Dopo qualche giorno, i sintomi da " prostatite" si fanno sempre piu lievi, nella maggior parte della giornata assenti.
Unico sintomo
-flusso non potente, con gocciolamento finale, rimane sempre un po di urina nell uretra che devo spingere fuori "manualmente" senza dolore fastidi o bruciore, credo che questa cosa potrebbe essere una cosa " mia" che ho da sempre.

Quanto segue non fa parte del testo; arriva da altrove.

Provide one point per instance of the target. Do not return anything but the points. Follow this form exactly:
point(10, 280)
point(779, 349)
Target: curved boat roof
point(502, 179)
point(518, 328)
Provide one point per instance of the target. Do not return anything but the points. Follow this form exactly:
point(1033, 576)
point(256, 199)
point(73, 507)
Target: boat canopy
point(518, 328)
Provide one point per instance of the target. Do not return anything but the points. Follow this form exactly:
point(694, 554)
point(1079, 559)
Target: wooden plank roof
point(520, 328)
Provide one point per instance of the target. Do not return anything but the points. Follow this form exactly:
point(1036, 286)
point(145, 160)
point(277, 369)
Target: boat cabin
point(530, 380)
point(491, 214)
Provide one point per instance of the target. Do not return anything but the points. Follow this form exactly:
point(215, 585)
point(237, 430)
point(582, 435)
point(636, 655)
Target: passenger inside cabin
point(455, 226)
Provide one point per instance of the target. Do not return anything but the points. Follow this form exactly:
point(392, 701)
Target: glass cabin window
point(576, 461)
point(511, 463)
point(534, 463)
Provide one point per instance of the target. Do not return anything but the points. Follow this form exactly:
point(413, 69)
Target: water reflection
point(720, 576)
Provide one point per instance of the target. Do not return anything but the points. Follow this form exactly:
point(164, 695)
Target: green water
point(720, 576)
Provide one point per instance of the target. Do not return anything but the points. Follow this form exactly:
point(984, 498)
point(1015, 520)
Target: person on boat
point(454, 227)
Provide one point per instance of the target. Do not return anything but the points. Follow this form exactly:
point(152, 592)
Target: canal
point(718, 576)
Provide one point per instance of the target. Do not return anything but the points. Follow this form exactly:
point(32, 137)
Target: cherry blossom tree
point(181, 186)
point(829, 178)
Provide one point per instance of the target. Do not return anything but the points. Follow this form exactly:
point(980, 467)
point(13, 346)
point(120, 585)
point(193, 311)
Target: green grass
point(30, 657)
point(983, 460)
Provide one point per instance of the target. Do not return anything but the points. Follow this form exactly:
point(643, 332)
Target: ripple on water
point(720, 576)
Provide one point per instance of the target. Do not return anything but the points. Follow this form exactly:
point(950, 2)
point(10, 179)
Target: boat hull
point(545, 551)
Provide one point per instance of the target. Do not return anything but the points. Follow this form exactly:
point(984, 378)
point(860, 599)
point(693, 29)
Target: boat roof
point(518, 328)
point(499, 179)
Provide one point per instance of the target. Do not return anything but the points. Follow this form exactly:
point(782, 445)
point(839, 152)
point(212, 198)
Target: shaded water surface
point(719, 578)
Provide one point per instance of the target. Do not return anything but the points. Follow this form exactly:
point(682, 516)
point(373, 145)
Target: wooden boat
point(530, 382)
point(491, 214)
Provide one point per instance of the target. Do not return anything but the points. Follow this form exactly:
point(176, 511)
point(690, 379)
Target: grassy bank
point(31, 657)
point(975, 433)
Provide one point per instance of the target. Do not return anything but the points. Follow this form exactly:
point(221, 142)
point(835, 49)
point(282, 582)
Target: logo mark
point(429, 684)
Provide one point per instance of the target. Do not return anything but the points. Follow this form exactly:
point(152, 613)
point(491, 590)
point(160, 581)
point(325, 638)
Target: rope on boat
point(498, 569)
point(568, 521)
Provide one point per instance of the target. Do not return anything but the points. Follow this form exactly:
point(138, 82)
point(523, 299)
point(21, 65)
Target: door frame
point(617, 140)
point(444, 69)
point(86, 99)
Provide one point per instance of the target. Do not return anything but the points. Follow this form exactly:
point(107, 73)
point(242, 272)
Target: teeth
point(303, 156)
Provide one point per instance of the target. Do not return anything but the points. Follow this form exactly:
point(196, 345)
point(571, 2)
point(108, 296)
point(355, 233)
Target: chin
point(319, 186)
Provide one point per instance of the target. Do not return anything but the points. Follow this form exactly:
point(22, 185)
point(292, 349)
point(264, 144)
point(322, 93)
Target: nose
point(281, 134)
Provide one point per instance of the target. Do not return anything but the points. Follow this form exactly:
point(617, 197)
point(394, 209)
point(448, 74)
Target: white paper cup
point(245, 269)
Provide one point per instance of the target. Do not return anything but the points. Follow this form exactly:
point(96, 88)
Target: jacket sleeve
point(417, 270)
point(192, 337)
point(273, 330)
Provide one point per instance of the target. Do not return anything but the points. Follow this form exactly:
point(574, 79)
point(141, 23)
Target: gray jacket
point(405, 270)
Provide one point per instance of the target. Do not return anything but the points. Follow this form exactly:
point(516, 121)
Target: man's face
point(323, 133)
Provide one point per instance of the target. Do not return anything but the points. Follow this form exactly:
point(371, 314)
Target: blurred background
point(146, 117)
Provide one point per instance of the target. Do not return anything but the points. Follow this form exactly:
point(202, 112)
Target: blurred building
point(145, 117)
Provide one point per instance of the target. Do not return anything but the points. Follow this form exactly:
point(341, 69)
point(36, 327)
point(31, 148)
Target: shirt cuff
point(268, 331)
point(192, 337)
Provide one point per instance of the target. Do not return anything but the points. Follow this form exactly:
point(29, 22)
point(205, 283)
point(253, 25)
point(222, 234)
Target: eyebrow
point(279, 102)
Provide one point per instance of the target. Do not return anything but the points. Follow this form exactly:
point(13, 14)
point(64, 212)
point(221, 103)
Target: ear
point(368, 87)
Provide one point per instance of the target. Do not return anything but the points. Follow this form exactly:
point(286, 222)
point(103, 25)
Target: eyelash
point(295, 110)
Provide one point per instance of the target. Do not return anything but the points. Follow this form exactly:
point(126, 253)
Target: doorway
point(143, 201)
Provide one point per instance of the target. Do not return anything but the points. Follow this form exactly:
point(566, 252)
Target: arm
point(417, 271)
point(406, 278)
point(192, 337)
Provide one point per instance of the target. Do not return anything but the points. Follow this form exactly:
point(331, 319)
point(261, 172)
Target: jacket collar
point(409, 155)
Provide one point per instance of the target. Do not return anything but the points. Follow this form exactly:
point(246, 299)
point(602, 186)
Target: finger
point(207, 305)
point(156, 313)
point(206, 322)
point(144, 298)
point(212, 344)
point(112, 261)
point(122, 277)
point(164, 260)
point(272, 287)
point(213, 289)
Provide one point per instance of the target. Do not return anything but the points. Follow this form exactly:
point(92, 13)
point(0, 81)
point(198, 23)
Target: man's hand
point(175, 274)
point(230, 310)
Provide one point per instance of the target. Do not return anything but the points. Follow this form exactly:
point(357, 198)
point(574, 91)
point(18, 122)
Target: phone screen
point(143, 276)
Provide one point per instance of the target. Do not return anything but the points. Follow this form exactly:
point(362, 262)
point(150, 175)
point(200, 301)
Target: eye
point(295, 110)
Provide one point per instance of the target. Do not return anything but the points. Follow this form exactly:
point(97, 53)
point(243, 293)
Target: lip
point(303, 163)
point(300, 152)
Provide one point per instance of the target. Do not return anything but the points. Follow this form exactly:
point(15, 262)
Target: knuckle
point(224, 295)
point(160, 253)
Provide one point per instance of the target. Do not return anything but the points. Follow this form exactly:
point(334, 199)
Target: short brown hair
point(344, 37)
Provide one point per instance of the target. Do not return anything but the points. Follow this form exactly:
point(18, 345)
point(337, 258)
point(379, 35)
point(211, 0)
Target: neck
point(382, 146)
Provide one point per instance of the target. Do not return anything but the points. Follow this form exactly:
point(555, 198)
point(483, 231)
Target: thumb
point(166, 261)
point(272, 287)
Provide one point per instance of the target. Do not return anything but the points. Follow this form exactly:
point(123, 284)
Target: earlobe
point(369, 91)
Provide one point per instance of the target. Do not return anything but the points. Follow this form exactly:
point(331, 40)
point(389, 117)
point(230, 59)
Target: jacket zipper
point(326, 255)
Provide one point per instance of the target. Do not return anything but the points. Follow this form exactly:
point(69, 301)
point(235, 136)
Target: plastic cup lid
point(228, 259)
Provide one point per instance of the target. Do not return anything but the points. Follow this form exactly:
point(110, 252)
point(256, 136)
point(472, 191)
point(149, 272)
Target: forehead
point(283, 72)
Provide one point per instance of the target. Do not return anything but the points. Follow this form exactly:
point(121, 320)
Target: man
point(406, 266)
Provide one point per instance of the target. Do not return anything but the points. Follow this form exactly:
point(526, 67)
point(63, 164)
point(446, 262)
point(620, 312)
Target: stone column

Comunque il problema a livello "andrologico" rimane. Ho letto qui in giro qualcosa sulla "fuga venosa" e il quadro sembra quello.( forse questa è la sezione sbagliata in tal caso vi chiedo di spostare il consulto in andrologia).
I sintomi sono:
-erezioni mattutine e con masturbazione con una rigisità dell 70% direi.
- durante i rapporti arrivo ad erezione rigida( direi 80% minimo, quindi buona) solo con ampia stimolazione, e poi se non mi "sbrigo"( passatemi il termine) rischio di perderla e di non fare in tempo per la penetrazione. Durante il rapporto tutto ok.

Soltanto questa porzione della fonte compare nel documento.